Deixei que fosse até onde quisesse e quando arrebentou a saia
já era outra mulher, mais ainda pintalgada de carvão, mas com
força igual a de égua quando entestava de ir beber no poço.
Sentada em meu colo, se ajeitou inteira e poderosa, eu magro
demais para sustentar seu corpo e minhas pernas parecia que
iam estalar se ela fizesse movimentos bruscos, se ajeitando
toda, eu como a me perder no sumidouro do mundo.

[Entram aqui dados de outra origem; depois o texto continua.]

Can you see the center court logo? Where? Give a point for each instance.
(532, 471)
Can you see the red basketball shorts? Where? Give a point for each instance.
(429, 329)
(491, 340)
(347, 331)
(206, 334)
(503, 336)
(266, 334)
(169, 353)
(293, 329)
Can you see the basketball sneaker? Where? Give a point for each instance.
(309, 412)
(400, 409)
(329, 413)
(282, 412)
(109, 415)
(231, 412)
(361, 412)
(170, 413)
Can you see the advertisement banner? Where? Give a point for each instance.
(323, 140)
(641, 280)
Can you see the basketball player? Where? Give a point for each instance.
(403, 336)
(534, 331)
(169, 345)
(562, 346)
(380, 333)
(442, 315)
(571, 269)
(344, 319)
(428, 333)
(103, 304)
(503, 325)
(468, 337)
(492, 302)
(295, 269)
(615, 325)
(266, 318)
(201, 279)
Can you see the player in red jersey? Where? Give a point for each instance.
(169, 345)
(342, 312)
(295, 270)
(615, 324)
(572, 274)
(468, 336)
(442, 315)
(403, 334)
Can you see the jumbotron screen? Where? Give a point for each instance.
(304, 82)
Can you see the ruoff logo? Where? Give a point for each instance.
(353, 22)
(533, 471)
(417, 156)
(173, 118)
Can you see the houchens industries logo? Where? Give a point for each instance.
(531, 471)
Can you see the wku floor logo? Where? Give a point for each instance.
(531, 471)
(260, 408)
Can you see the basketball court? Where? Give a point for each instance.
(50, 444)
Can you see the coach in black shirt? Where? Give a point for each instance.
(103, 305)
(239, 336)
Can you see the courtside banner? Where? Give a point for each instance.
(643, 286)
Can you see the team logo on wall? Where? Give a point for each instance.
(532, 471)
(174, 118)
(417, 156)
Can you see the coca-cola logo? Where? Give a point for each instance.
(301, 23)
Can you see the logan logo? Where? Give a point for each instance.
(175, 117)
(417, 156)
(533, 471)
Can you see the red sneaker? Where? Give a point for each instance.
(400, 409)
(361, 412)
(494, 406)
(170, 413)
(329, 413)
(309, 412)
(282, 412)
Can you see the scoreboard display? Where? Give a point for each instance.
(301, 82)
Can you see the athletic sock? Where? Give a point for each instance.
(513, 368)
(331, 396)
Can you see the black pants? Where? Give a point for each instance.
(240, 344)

Escanchou-se que nem eu correndo em cima do cavalo de seu
Zé do Adobe pelo pasto estorricado. Agora era tudo nos
descaminhos e pela primeira vez adivinhei o que era uma
campina verde, devia ser assim, diferente de tudo que eu tinha
visto até então. Adeus, pai, adeus mãe, foi o que me veio a
cabeça, como se fosse uma despedida de viagem, que eu
nunca que fosse ser o mesmo quando fosse pedir a benção no
outro dia à minha mãe.
“Ana Frágua” é o conto que abre Aberto está o inferno. O relata narra a
história de um menino que economiza dinheiro para realizar sua primeira
relação sexual com Ana Frágua, uma puta que iniciou seus irmãos. O
personagem vai num dia em que ela arrancara três dentes, mesmo assim
solidariza-se com o menino e realiza sua experiência. A primeira diferença em
relação à narrativa anterior é que este menino não relata sua história, ele
precisa de alguém que lhe empreste a voz. A segunda é que ele tem
consciência do que vai fazer. O ambiente também já não é o ermo sertanejo,
mas um povoado de características urbanas. É um ambiente mais degradado,
talvez por isso, o personagem precise de alguém que lhe empreste a voz.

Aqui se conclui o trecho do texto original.